Beijing follows the same practices as the Soviet Union, hiding its true defence expenditures within the budgets of non-defence ministries, or within scientific programs such as the military-controlled PRC space program, these diplomats say.

The acquisition of the Su-35 by the PLAAF and the continuing modernization of the PLA worsen a deteriorating security situation in Taiwan.

It is no longer valid to assume that Taiwanese and U.S. forces could repel an attack of the island by the PLA, several experts have suggested.

Virginia Congressman J. Randy Forbes of the U.S. House Armed Services Committee (HASC) questioned USAF Chief of Staff General Norton Schwartz in late February about the 2009 RAND report "A Question of Balance: Political Context and Military Aspects of the China-Taiwan Dispute."

The study concludes that the USAF and USN would no longer dominate the PLA in any conceivable Taiwan Straits scenario, reversing the think tank’s decades-long position on probable outcomes of such a conflict.

The PLAAF would emerge victorious regardless of whether the USAF were able to commit its force of Lockheed Martin F-22 fighters—and regardless of whether strikes could be launched from Kadena Air Base in Okinawa—according to RAND’s mathematical modeling and analysis.

Even plugging two US Navy carrier battle groups into the equation would not roll back the Chinese force.

"A credible case can be made that the air war for Taiwan could essentially be over before much of the Blue air force has even fired a shot. Threats to Blue air bases and a more evenly matched qualitative balance combine to paint a very troubling picture," according to the RAND study.

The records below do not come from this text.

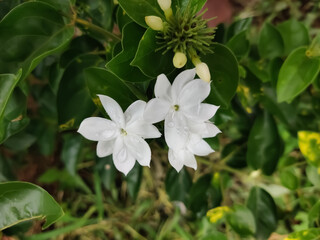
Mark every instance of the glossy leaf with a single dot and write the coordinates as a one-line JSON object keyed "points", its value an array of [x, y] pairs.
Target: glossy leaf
{"points": [[309, 144], [14, 117], [120, 64], [138, 9], [242, 220], [101, 81], [7, 84], [178, 185], [224, 71], [296, 74], [21, 201], [308, 234], [25, 41], [294, 34], [151, 62], [264, 144], [73, 98], [239, 44], [270, 43], [263, 209]]}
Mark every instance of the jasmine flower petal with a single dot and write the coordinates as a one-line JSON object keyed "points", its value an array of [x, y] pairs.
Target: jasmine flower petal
{"points": [[105, 148], [113, 109], [156, 110]]}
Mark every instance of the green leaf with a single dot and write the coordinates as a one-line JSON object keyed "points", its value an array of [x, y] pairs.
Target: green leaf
{"points": [[242, 220], [14, 117], [313, 175], [198, 200], [270, 43], [294, 34], [263, 208], [239, 44], [7, 84], [296, 74], [120, 64], [178, 185], [309, 144], [148, 60], [99, 12], [314, 214], [237, 27], [30, 32], [66, 180], [309, 234], [138, 9], [134, 181], [264, 144], [21, 201], [71, 149], [224, 71], [73, 98], [102, 81], [289, 178]]}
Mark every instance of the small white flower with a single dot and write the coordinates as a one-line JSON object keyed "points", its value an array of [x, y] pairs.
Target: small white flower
{"points": [[181, 108], [123, 135]]}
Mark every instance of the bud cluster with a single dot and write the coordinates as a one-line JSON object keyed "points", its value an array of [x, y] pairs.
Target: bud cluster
{"points": [[186, 34]]}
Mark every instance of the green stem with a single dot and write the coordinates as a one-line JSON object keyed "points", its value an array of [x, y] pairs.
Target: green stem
{"points": [[98, 29]]}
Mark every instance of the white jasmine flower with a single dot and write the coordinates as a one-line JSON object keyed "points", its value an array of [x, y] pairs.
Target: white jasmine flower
{"points": [[181, 108], [123, 135]]}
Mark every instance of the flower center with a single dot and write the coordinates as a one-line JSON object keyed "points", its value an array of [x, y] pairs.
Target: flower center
{"points": [[123, 132]]}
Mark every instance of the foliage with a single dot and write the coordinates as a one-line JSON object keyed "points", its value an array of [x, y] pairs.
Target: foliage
{"points": [[264, 178]]}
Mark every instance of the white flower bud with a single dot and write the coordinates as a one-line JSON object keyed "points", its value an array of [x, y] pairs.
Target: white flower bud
{"points": [[203, 71], [179, 59], [164, 4], [154, 22]]}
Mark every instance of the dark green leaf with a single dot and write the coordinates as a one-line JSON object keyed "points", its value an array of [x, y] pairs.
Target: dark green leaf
{"points": [[134, 181], [66, 180], [313, 175], [72, 145], [239, 44], [264, 144], [296, 74], [138, 9], [294, 34], [238, 26], [314, 214], [99, 12], [263, 208], [224, 71], [148, 60], [198, 200], [289, 178], [107, 172], [25, 40], [309, 234], [101, 81], [242, 220], [178, 185], [270, 42], [120, 64], [14, 118], [21, 201], [73, 98]]}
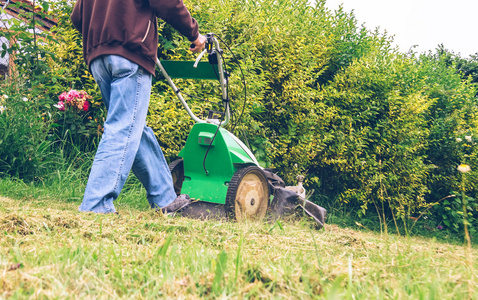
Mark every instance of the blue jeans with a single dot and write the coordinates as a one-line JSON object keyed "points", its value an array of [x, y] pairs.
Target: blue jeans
{"points": [[127, 143]]}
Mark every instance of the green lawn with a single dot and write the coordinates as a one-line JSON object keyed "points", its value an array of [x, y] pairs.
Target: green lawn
{"points": [[49, 250]]}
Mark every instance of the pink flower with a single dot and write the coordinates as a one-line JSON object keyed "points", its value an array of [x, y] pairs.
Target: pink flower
{"points": [[86, 105], [60, 105], [62, 97], [72, 94]]}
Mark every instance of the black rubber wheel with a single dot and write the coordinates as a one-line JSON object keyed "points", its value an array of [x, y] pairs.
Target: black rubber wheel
{"points": [[176, 168], [248, 194]]}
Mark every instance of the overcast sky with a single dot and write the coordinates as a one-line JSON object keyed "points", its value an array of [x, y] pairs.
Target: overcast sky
{"points": [[426, 23]]}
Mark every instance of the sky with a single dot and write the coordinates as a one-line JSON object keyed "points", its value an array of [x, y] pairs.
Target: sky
{"points": [[425, 23]]}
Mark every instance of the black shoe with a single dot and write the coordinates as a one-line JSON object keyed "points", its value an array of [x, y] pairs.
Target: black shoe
{"points": [[180, 202]]}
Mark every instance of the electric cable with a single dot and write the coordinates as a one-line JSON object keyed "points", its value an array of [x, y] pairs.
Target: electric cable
{"points": [[243, 81]]}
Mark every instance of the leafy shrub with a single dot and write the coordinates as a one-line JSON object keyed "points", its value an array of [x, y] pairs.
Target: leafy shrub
{"points": [[450, 213], [24, 146]]}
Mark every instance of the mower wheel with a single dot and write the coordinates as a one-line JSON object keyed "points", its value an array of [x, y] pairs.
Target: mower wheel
{"points": [[247, 194], [176, 167]]}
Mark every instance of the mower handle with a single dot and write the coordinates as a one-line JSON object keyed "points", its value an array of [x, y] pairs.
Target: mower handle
{"points": [[213, 49]]}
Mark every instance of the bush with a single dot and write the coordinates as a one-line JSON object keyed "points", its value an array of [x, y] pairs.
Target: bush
{"points": [[24, 145]]}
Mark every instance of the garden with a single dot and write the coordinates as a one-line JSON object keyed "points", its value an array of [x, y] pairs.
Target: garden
{"points": [[386, 142]]}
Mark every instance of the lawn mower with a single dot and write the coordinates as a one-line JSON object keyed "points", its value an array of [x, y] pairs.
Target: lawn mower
{"points": [[215, 167]]}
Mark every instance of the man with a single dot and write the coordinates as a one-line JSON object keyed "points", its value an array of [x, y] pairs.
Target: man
{"points": [[120, 40]]}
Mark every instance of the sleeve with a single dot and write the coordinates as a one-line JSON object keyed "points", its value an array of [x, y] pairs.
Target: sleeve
{"points": [[76, 15], [177, 15]]}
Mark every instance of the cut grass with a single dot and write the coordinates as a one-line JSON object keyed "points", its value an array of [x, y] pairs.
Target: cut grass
{"points": [[49, 250]]}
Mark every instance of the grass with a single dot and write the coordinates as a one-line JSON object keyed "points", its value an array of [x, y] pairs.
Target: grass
{"points": [[49, 250]]}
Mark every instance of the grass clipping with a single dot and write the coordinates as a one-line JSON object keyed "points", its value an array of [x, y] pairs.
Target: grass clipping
{"points": [[50, 250]]}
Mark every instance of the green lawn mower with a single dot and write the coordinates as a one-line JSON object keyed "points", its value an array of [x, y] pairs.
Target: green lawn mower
{"points": [[215, 168]]}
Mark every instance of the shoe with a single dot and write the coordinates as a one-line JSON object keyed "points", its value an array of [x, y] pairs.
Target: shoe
{"points": [[181, 201]]}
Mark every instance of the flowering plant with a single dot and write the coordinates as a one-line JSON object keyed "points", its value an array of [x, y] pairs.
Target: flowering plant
{"points": [[77, 100]]}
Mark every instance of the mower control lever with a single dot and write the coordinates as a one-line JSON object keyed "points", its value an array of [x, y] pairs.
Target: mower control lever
{"points": [[199, 58]]}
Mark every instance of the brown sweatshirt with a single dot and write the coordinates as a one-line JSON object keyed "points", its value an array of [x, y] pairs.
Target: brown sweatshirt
{"points": [[129, 27]]}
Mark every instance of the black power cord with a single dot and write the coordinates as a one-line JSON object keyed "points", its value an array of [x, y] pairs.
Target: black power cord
{"points": [[226, 101]]}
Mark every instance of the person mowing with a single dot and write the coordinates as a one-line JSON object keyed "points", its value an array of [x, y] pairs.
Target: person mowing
{"points": [[120, 40]]}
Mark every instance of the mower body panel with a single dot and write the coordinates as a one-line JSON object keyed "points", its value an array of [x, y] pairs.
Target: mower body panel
{"points": [[211, 156]]}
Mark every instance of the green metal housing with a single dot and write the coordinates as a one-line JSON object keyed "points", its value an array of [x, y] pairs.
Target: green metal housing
{"points": [[225, 155], [211, 155]]}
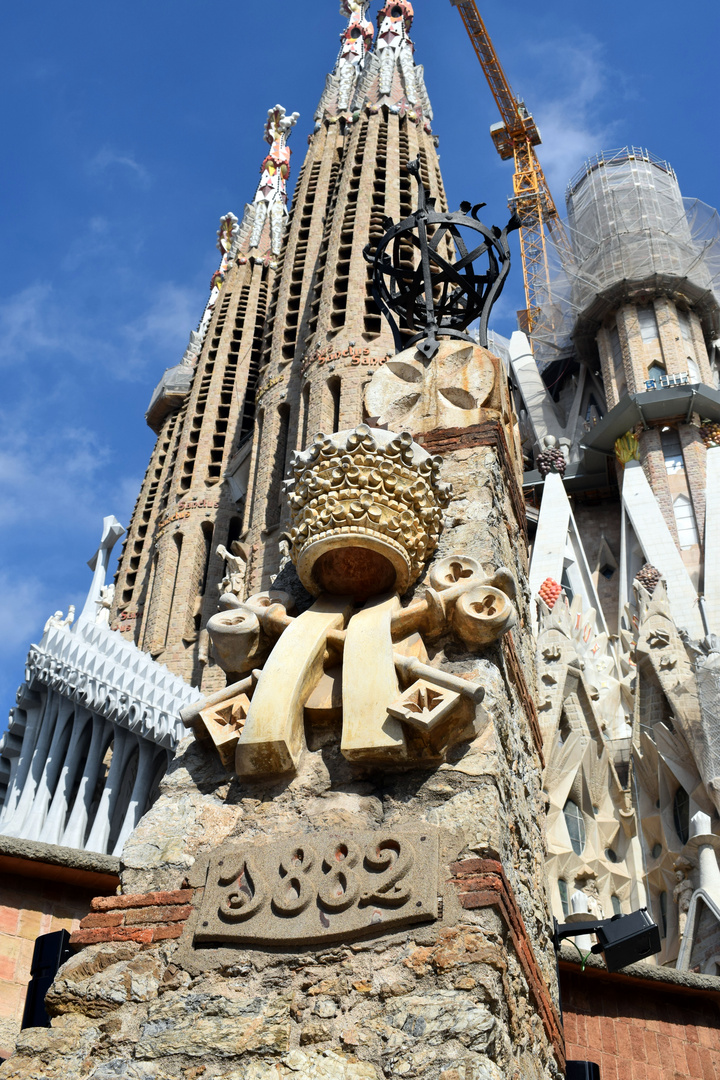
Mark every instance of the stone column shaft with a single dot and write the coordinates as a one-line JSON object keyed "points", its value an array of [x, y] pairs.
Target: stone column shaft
{"points": [[75, 832]]}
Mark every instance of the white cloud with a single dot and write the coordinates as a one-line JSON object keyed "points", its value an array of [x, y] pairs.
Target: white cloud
{"points": [[38, 320], [108, 159], [572, 80]]}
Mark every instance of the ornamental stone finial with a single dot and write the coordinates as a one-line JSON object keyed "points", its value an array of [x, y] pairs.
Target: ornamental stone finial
{"points": [[355, 43], [443, 293]]}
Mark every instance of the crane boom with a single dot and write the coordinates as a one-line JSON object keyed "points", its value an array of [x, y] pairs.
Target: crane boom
{"points": [[516, 137]]}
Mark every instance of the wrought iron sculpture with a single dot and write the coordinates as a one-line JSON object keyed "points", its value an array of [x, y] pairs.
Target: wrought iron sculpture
{"points": [[440, 295]]}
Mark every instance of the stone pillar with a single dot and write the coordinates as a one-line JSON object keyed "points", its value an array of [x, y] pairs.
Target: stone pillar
{"points": [[38, 761], [100, 831], [139, 794], [54, 824]]}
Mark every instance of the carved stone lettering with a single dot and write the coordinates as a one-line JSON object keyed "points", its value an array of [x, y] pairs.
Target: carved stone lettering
{"points": [[320, 887]]}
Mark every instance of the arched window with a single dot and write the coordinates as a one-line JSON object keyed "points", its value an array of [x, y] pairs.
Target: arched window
{"points": [[684, 518], [573, 819], [663, 914], [562, 889], [616, 350], [681, 814], [671, 450]]}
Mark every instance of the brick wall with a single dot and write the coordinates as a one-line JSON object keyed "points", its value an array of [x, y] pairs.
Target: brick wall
{"points": [[145, 917], [641, 1029]]}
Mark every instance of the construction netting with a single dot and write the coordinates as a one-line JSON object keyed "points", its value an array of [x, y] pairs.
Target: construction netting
{"points": [[627, 225]]}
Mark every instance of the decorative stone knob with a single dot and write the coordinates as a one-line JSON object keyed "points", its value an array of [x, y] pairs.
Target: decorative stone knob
{"points": [[481, 615], [235, 635]]}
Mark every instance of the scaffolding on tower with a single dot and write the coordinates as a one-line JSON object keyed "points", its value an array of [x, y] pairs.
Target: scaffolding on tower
{"points": [[543, 235]]}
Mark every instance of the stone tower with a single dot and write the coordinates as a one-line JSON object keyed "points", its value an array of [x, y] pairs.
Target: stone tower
{"points": [[325, 335], [647, 309], [203, 412]]}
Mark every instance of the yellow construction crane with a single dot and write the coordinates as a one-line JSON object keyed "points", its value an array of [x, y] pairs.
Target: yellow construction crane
{"points": [[516, 136]]}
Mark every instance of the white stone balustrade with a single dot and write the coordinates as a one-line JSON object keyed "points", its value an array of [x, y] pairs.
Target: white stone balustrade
{"points": [[94, 728]]}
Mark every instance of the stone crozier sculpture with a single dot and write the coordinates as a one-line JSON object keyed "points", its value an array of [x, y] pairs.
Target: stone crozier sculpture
{"points": [[366, 511]]}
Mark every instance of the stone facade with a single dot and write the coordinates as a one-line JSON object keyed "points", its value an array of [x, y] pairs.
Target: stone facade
{"points": [[43, 889], [413, 745]]}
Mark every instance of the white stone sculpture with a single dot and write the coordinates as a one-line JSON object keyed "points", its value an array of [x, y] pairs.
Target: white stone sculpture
{"points": [[104, 605], [233, 581], [395, 49], [356, 40], [98, 564], [271, 197]]}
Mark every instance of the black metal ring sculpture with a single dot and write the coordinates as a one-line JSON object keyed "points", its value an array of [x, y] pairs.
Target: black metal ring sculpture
{"points": [[438, 297]]}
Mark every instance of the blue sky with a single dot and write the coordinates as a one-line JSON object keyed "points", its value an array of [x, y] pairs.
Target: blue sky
{"points": [[130, 127]]}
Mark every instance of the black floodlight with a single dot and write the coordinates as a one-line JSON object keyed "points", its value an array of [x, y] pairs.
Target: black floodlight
{"points": [[49, 955], [623, 940], [582, 1070]]}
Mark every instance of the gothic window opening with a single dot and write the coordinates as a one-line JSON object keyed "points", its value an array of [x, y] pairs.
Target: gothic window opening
{"points": [[334, 388], [619, 366], [207, 537], [685, 327], [648, 324], [656, 373], [300, 255], [663, 914], [258, 445], [575, 823], [254, 366], [325, 243], [684, 518], [176, 553], [304, 417], [371, 320], [273, 510]]}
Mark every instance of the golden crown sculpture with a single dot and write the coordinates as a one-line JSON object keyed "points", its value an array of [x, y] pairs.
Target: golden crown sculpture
{"points": [[366, 510]]}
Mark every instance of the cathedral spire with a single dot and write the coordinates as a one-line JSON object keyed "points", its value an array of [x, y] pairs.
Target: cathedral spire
{"points": [[355, 43], [339, 96]]}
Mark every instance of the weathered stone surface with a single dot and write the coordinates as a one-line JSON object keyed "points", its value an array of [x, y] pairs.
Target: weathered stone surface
{"points": [[201, 1024], [310, 1065], [171, 840], [56, 855], [103, 977]]}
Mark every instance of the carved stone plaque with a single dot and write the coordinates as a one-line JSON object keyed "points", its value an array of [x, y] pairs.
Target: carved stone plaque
{"points": [[320, 887]]}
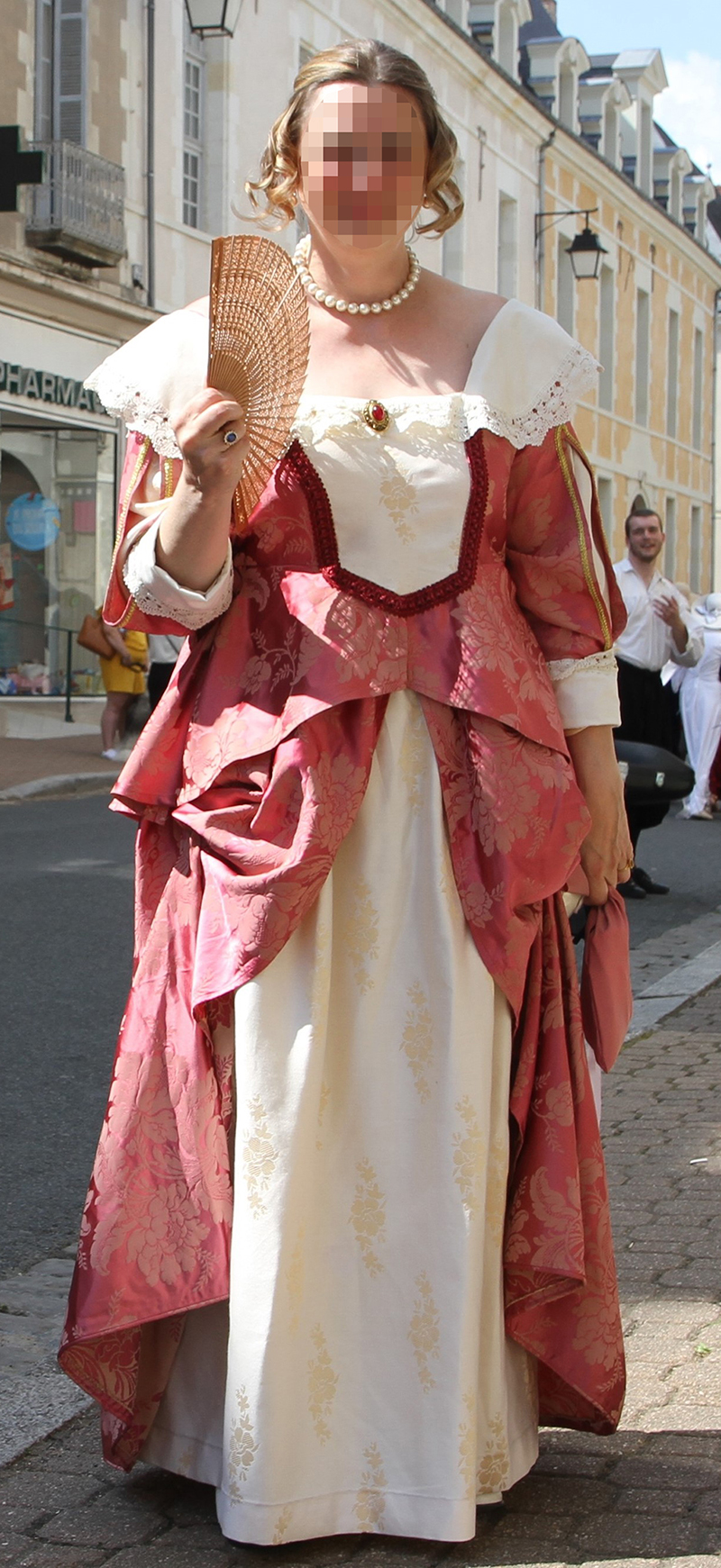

General Schwartz seemed not to be aware of the study or of its implications and requested time to research the subject and respond to the committee at a later date.

"You would think this makes a compelling case for the Obama Administration to reverse the US position since 2006 and release the 66 new Lockheed Martin F-16C/D Block 52+ fighter aircraft that Taiwan have requested to purchase," said one U.S. industry representative familiar with the situation of the ROC Air Force.

Some point to the PRC’s plans to change the name of the Varyag carrier to the Shi Lang as proof of Beijing’s long-term intentions.

Shi was a Qing Dynasty admiral who in 1683 became famous for conquering the Kingdom of Tungning, a territory known more commonly today as Taiwan.

"The PLA armed forces did not pick a name like this by accident," said one US industry executive.